A trademark coexistence agreement is an agreement made by two parties to use a similar trademark for marketing purposes without interfering in each other's enterprises.  Agreements of this nature are often made as parties only require regional use of their trademarks, and therefore other enterprises use of a trademark will not harm their business.  Coexistence agreements can potentially also involve designs, copyrights and even patents.

Purpose

The purpose of a trademark coexistence agreement is that often marks are used by multiple enterprises in "good faith".  The absence of a formal agreement does not undermine any enterprise using the mark as they are in different global regions.  However, as the enterprises grow, overlaps can develop, and both parties can have substantial rights for using the trademark.  In certain cases, companies who are expanding and using the same or a similar trademark usually enter in a coexistence agreement for the purpose of avoiding usage of the trademark in a way which is undesirable or infringing.  Coexistence agreements can offer practical solutions to companies who are concerned about being sued for trademark infringement, as proactive agreements can avoid the large cost of litigation.

Formal agreement

A formal trademark coexistence agreement recognises the rights of both parties to use the trademarks contained in the agreement for marketing purposes.  The agreement can contain a division of regions in which enterprises party to the agreement may use the trademark, methods in which the trademark may be used, or classes of goods and services that the trademark may be used for (in conjunction with the Madrid System for the International Registration of Marks).

Content

A trademark coexistence agreement should clearly contain: any parties to the agreement, the specified trademarks or logos which are to coexist, an understanding as to which domain names each party is using, a list of areas and geographical areas that the trademarks or logos where coexistence is allowed and not allowed, and any relevant plans for the expansion of the enterprise.  Additionally, the coexistence agreement should contain the start and end dates of the agreement, a clause establishing the jurisdiction of the agreement and a dispute resolution clause.
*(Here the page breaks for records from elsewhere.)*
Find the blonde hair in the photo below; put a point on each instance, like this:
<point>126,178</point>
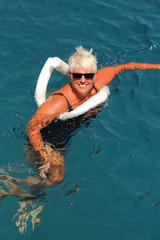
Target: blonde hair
<point>83,58</point>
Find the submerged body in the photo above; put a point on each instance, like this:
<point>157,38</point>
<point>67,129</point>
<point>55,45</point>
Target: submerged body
<point>70,97</point>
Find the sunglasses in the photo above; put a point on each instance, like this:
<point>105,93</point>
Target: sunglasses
<point>78,76</point>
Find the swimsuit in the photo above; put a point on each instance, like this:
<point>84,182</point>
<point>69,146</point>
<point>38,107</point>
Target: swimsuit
<point>58,133</point>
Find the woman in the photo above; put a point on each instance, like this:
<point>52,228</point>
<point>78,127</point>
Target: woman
<point>85,82</point>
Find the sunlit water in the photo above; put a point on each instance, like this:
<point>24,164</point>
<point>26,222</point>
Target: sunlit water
<point>113,165</point>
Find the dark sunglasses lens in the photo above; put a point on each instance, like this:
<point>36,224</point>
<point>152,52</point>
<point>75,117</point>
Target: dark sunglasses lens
<point>77,76</point>
<point>89,76</point>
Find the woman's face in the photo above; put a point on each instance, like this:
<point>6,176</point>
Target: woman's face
<point>82,84</point>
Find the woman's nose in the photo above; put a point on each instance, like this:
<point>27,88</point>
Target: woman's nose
<point>83,79</point>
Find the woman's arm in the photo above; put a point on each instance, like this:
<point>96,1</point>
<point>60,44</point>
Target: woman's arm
<point>107,74</point>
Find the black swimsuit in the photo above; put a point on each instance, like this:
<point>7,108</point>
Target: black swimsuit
<point>58,132</point>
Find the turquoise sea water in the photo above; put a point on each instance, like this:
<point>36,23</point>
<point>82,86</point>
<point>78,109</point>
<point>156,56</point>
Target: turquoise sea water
<point>113,165</point>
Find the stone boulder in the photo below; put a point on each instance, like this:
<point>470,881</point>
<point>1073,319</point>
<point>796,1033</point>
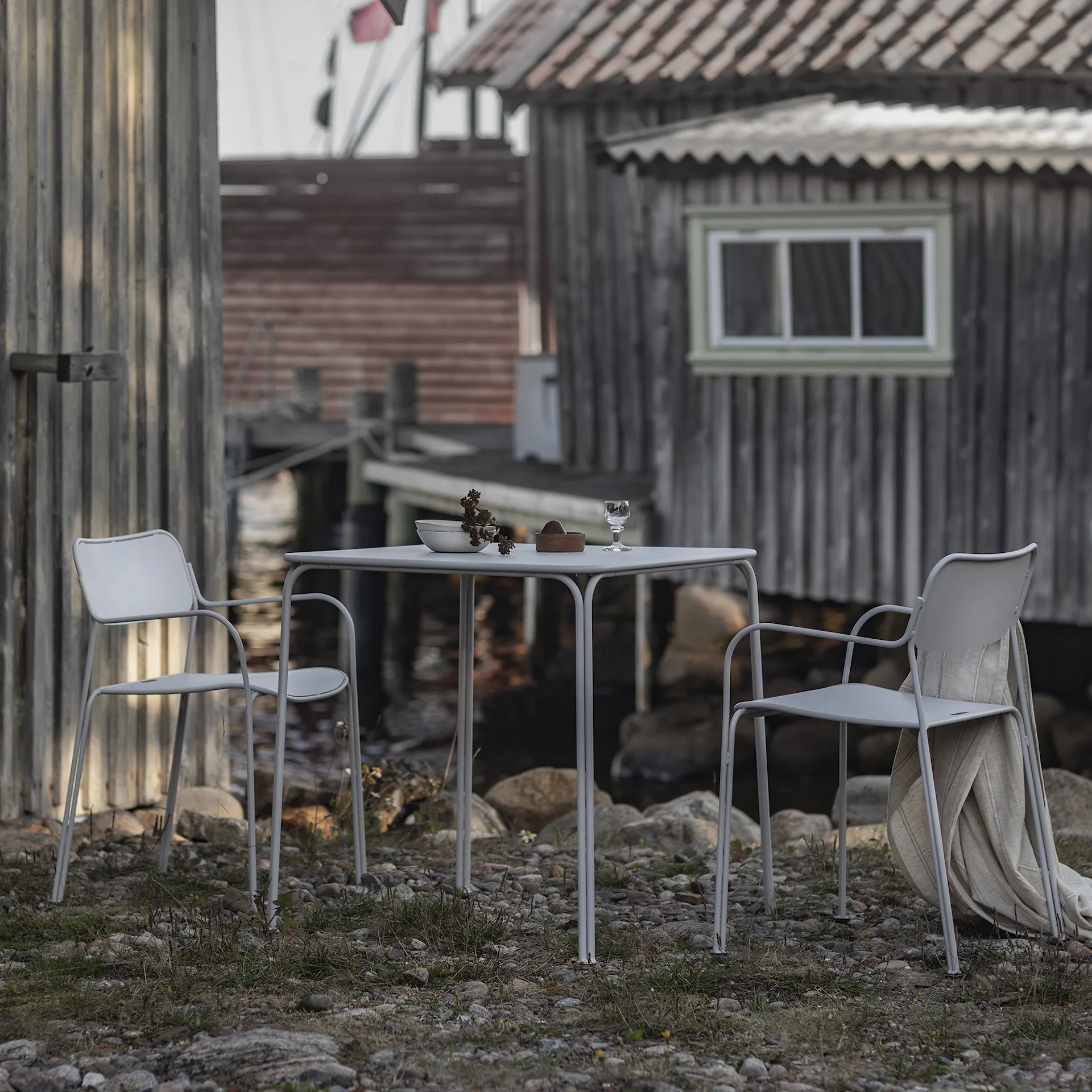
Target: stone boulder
<point>805,748</point>
<point>705,807</point>
<point>866,800</point>
<point>1068,800</point>
<point>792,825</point>
<point>706,619</point>
<point>669,744</point>
<point>610,819</point>
<point>209,802</point>
<point>888,673</point>
<point>216,830</point>
<point>535,797</point>
<point>266,1057</point>
<point>439,814</point>
<point>876,751</point>
<point>116,824</point>
<point>1072,734</point>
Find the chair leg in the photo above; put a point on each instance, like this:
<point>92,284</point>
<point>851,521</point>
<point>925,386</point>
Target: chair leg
<point>251,817</point>
<point>359,846</point>
<point>940,868</point>
<point>76,776</point>
<point>724,833</point>
<point>843,732</point>
<point>176,772</point>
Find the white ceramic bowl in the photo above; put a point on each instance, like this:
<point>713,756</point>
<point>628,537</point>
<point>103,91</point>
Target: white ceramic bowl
<point>447,536</point>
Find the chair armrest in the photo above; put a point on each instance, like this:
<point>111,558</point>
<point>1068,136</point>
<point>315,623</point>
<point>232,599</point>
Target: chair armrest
<point>886,609</point>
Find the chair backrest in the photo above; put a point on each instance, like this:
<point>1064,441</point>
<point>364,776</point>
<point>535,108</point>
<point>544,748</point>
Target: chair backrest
<point>971,600</point>
<point>134,576</point>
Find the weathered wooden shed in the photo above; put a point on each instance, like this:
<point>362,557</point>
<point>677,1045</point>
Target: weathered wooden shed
<point>851,465</point>
<point>348,264</point>
<point>109,236</point>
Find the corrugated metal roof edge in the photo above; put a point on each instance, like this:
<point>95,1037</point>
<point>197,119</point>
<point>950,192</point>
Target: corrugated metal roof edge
<point>999,160</point>
<point>444,75</point>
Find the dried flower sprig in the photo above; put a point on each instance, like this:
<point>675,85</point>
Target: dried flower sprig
<point>482,524</point>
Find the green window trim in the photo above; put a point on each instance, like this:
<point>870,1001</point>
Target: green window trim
<point>930,355</point>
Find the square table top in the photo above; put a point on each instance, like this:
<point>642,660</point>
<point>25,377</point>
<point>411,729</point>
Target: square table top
<point>524,560</point>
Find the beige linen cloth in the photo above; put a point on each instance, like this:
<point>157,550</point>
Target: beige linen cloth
<point>985,816</point>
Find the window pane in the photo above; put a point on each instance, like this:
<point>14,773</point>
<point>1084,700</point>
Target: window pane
<point>821,300</point>
<point>892,295</point>
<point>750,280</point>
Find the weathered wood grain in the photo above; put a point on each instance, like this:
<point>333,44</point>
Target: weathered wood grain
<point>88,235</point>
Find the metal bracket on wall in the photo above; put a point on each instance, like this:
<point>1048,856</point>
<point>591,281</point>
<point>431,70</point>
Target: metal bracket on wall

Public interest and antitrust regulations

Public interest must be considered when entering into a trademark coexistence agreement.  This often applies in situations such as if two medical companies bore the same trademark for unique products, as this could lead to confusion and have serious impacts on consumers.  Companies must also consider antitrust regulations.  Courts may find that similar trademarks may affect competition in the marketplace.